According to WBMA-TV, students at Hillcrest High School in Tuscaloosa said they were told to leave out topics of slavery and the civil rights movement in their peer-led Black History Month program set for February 22.

Hillcrest students were ordered to not “talk about slavery and civil rights because one of our administrators felt uncomfortable,” J’Niyah Suttles, a Black History Month Program board member who participated in Wednesday’s walkout, said.

“My protector from 8 a.m. to 3:15 p.m. — for you to tell me I can’t talk about something that is dealing with my culture is very disturbing, it’s very confusing,” Suttles added.

In a statement, Tuscaloosa County Superintendent Dr. Keri Johnson denied the allegations that administrators told the students to water down the program.

“It is not true that faculty or staff told students that slavery or the civil rights movement could not be part of the program,” Johnson said. “When several community members heard this and contacted Hillcrest High administration out of concern, administration explained to them that this was false information that was circulating.”

Johnson said she supports the students’ rights to peacefully protest.

“A number of our Hillcrest High students have concerns about the culture within their school. We care deeply about our students, and it is important that their concerns are heard. We are putting together a plan to make sure our students feel heard so that we know the right steps to put in place to ensure all students know that they are valued,” she said.

Hillcrest senior Jada Holt, however, has questions about why she was allegedly asked to censor her culture.

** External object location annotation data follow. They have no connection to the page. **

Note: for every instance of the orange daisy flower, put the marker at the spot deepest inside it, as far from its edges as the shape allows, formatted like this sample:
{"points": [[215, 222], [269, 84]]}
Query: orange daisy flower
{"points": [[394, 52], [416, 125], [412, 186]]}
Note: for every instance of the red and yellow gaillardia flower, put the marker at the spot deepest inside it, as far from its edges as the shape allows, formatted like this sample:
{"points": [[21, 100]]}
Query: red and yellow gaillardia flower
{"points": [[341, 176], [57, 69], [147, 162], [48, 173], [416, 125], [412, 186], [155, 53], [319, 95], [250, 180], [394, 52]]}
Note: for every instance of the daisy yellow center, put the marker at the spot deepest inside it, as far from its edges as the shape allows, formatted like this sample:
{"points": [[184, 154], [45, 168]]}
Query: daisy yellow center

“Why am I being censored about my culture, something that is rooted in me? Why can’t I talk about it? History is history and it’s already been made, and it can’t be erased,” Holt said.

Lisa Young, the president of the Tuscaloosa Branch of the NAACP, denounced the alleged incident.

“I don’t know how you can talk about Black history in this country without talking about slavery or the civil rights movement,” Young said.

The NAACP branch president noted that she requested a meeting with Johnson but hasn’t been given a date.